A spotlight has been shone on the flawed process and discredited Medal Review report. “You will be startled at what you find when you read the report.”, said Tony Morland Co-Chairman of the UK National Defence medal campaign.


  1. Tony Levy says:

    We are fighting a losing battle, the MOD and the Whitehall warriors mind-set is resolute, no shots fired, no medals. The Artic convoy veterans had to wait nearly 70 years before their efforts were recognised, I am 66, and would like to hand down to my sons a symbol of my service, along with my fathers, and grandfathers. This now seems highly unlikely. Service personal have always to a more or lesser degree have been seen by the establishment as disposable items. The written history of the Cold War will be written by politicians, accountants and high ranking officers, the world of the squaddie, at the bottom of the food chain is as alien to the planners and top brass as their world is to us. Gongs are handed out as recognition of statesmen and heads of states diplomatic endeavours in preserving the status quo. The boots on the ground that implemented those decisions are, as far as they are concerned, out of sight, in a foreign land,doing as they are told, while the faceless pen pushers and decision makers reside in their bomb proof billets. We, the soldiers, airmen, and sailors, are but coloured flags to be to be moved around a map. Thus it has always been, soldiers die, and statesmen and politicians shed crocodile tears. Nothing changes, only the uniform.

  2. Lynden Flint says:

    I served my King in the cold war 40s as a national serviceman. Never had to go to war but proud to have borne arms in defence if necessary. For me it is good enough that I was there and in uniform and I did my best and my bit. I do not need a medal to put on my chest.
    At the same time I cringe at those who wear a medal dished out at New Year or Birthday honours for playing football, acting, leading fashion, being a politician or just doing their day job. Far better to embrace modesty and be proud of what one has done but not making a song and dance of it.

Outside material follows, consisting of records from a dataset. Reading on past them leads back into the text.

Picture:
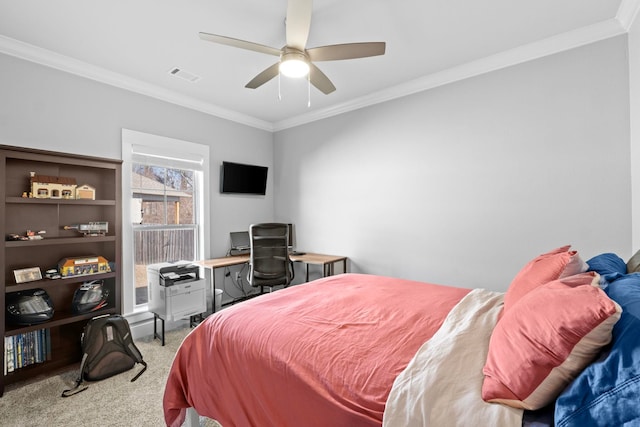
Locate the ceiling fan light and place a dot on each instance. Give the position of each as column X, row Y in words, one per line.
column 294, row 65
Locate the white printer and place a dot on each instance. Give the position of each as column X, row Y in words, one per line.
column 176, row 290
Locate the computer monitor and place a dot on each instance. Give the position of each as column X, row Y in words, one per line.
column 240, row 241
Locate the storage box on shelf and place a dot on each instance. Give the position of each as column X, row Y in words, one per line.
column 55, row 343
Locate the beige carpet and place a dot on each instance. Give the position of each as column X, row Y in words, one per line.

  3. Chris Skuzanski says:

    Try getting a disability pension out of the MOD I have been fighting for 3 years now. All you ever get is faceless civil servants who have never put there lives on the line.

  4. David Roberts says:

    Hello, having read some of the letters especially Tony Levy’s as it brought back memories of the wonderful time I spent at RAF Laarbruch. I was in the RAF between 1971 and 1983, so not quite long enough for a long service medal but it would have been nice to have something for my service to Queen and country.
    I have my veterans badge buts Cold War medal would mean so much more to me. I spent 3 years in RAFG within 3 or 4 minutes of the Eastern Block, surely the worth something. I was by no means the only person in that situation.

  5. Bart Buckley says:

    Like Dave Roberts I served for 5 years at Laarbruch. When Saddams forces invaded Kuwait I was called in off leave and straight onto 12 hours shifts prepping Aircraft for deployment. This went on all the way from day one until the end of March. Nobody in my section were allowed to be deployed because we were needed for the total support of the operation. We even had to listen to the Victory party at the Squadrons whilst we still supported the post fighting operations. We did not deploy but were involved in the campaign a lot longer then some of those that deployed to Bahrain and sat by the pool at hotels in no more danger then we were. They got medals and a damn good party and we got nothing. That is why the medal system is flawed. It should be about the work put into a campaign not just if you are close to it. Not everybody that is deployed get to see active service and the heros get the proper medals they deserve. Let’s also remember the GSM was still being issued in NIreland after the Good Friday agreement was sign.

  6. geoffrey withers says:

    ADEN.the missing years. 1960/1964.No GSM awarded even though there was a state of emergency Many british servicemen and civilians were killed and lay to rest in Silent Valley,Little Aden.The Aden veterans association have campaigned for a number of years now,and been rejected every time.

  7. geoffrey withers says:

    in Singapore lines Aden with 12 regt RA.